The Electronic Communications Act and Realyst Signatures
Updated: Jul 2, 2019
The Electronic Communications and Transactions Act, No. 25 of 2002 (“ECT Act”) provides for the regulation of electronic communications and transactions.
The ECT Act defines an electronic signature as "data attached to, incorporated in, or logically associated with other data and which is intended by the user to serve as a signature”. Put simply, so long as the ‘data’ in the electronic document is intended by the user to serve as a signature and is logically connected with other data in the electronic document, the requirement for an electronic signature is satisfied.
In general the function of a signature is to provide evidence of (1) the identity of the signatory, (2) that the signatory intended the signature to be his signature, and (3) that the writing or text to which the signature is associated is adopted or approved by the signatory.
Electronic Communications and Transactions (ECT) Act of 2012, makes allowances for the legality of electronic signatures, and in fact the Supreme Court recently recognised an email signature as a valid electronic signature.

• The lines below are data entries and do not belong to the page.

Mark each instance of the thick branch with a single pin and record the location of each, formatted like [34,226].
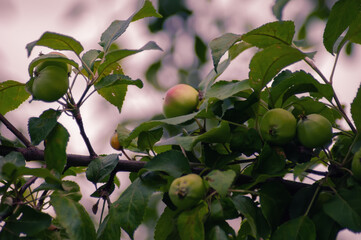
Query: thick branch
[74,160]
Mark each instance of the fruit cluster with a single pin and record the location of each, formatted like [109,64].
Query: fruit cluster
[279,126]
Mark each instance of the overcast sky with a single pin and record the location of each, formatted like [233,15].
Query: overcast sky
[22,22]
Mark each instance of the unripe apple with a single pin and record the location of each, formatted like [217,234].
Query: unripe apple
[185,192]
[51,84]
[42,65]
[180,100]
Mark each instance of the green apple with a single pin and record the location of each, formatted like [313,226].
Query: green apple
[278,126]
[185,192]
[51,84]
[180,100]
[42,65]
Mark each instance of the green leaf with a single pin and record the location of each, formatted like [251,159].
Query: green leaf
[346,209]
[270,61]
[224,89]
[208,81]
[56,41]
[326,227]
[151,74]
[47,57]
[146,11]
[165,224]
[12,94]
[100,168]
[356,109]
[38,172]
[269,161]
[55,148]
[190,223]
[9,165]
[296,229]
[342,14]
[253,214]
[73,217]
[89,58]
[114,94]
[237,49]
[219,134]
[110,227]
[146,140]
[217,233]
[118,27]
[221,181]
[123,134]
[219,46]
[172,162]
[27,221]
[287,84]
[116,79]
[274,199]
[278,7]
[113,32]
[274,33]
[116,55]
[39,128]
[129,208]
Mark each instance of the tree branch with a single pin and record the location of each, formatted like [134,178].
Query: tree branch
[15,131]
[79,121]
[74,160]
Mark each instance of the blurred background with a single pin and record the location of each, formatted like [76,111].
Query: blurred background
[183,33]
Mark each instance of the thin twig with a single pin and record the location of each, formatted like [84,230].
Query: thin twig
[79,121]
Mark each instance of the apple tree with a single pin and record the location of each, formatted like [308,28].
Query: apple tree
[237,150]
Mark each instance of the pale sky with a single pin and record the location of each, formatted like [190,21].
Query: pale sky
[22,22]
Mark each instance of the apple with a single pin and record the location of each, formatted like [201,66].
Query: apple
[185,192]
[42,65]
[51,84]
[278,126]
[179,100]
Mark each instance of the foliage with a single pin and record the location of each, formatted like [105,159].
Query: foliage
[247,177]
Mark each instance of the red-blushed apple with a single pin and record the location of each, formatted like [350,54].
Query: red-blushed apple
[181,99]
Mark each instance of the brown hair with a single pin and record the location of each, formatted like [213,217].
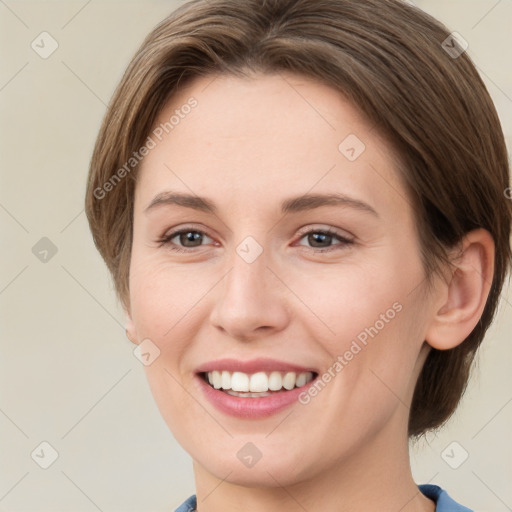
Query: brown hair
[392,61]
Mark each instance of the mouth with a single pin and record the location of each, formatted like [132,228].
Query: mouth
[256,385]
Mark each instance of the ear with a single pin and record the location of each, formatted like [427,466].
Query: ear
[131,332]
[462,297]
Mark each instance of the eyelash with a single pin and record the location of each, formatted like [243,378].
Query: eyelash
[166,240]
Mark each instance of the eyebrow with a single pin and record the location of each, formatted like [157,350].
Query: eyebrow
[291,205]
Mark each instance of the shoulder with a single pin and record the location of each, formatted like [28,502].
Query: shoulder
[188,506]
[443,501]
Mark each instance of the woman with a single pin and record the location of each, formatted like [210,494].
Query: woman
[302,207]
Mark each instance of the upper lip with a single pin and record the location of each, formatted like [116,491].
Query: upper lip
[252,366]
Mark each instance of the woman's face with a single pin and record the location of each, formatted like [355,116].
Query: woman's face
[301,260]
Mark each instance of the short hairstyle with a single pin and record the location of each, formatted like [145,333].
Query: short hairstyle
[398,66]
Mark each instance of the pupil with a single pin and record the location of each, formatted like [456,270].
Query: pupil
[190,236]
[316,236]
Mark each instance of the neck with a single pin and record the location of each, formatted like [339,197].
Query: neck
[376,477]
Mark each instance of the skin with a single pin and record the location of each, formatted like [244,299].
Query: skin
[248,145]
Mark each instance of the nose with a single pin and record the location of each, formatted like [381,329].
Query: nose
[251,300]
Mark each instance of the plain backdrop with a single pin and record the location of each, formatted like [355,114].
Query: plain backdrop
[68,374]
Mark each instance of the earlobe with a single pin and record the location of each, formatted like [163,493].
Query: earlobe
[464,294]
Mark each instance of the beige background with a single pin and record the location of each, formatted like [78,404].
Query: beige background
[68,374]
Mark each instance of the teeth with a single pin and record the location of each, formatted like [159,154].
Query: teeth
[257,384]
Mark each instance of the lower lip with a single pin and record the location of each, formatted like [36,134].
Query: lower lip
[251,408]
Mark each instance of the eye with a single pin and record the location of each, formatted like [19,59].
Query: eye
[321,240]
[189,238]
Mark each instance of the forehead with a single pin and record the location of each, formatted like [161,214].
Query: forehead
[255,140]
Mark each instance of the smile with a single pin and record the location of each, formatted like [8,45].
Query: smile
[257,384]
[253,389]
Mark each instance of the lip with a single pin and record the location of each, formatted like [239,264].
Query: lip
[252,366]
[251,408]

This is because it meets the two most important criteria – there is an association or relationship between the document and the signature, and the person intended it to be a signature.
Realyst Signatures is able to prove intent, as well as the relationship between the document and the ‘signature’. We also further comply to the Protection of Personal Information (POPI) Act as we ensure security is in place and limit the processing of sensitive personal information.